The Helmholtz Association participated with €6.25 million ($8 million in U.S. dollars) in financing the joint initiative. The German government did not finance the initiative directly; however, the Helmholtz organization as a whole is financed two-thirds from state funds. In February 2013, I submitted a list of questions to the German Federal Government to obtain more information about this project.
As oil production from tar sands is viewed very negatively in Germany, it is difficult to explain why such a research project for tar sands is funded with public monies – especially considering that the project is being undertaken in a country that has withdrawn from the Kyoto Protocol. Canada´s withdrawal from the Protocol in 2011 was perceived as an affront by the majority of Germans.
"We have had the experience that anything regarding oil sands has proven controversial with the public," a Helmholtz spokesman said to Der Tagesspiegel, a German newspaper.

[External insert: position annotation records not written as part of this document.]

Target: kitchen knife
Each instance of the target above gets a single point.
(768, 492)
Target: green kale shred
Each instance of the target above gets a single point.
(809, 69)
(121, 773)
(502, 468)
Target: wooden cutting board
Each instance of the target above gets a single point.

Climate change is a politically prominent issue in Germany, and this project has come under an increasing amount of pressure from both the public and politicians of the German Parliament.
Although the oil sands bitumen research focus of the Helmholtz-Alberta initiative has been dropped, other areas of focus, including research on how to better upgrade low-quality lignite coal, will continue.
This is not the first time that the Helmholtz Association has been scrutinized for their work in Alberta’s tar sands operations. In 2012, Germany’s Green Party filed a query with the German government asking why German taxpayers’ money was going into a project that contradicts Germany’s official climate policy agenda. The ambiguous and indirect response from the German government was that the project had just begun and that it was too soon to come to any substantial conclusions.
Canadian tar sands are also playing an important role in another debate. Currently in Brussels, there is a discussion about the proposal from the European Commission on the implementation of the Fuel Quality Directive. The aim of that directive is to reduce greenhouse gas emissions in the transportation sector by 6 percent by 2020, compared to 2010. The Commission's proposal classifies tar sands as much more climate-damaging than conventionally extracted oil. The directive's implementation would promote fuel sources that are less harmful to the environment.
The European Commission made the proposal for the Fuel Quality Directive in 2009 and it still has not been implemented. This is partly due to extensive lobbying by the Canadian government. According to the environmental group Friends of the Earth Europe, there were more than 100 lobbying events with Canadian representatives on this issue in the last two years.
Like other European Union countries, Germany has struggled to decide on this legislation. By fall 2013 at the latest, the European Environment Ministers will decide on the Fuel Quality Directive. At that time, Europe must send a clear signal against the use of tar sands. I sincerely hope that the European Commission, like the Helmholtz Association, will prioritize long-term environmental and economic preservation over the economic interests of a fossil fuel industry.
The views expressed are those of the author and do not necessarily reflect the views of the publisher.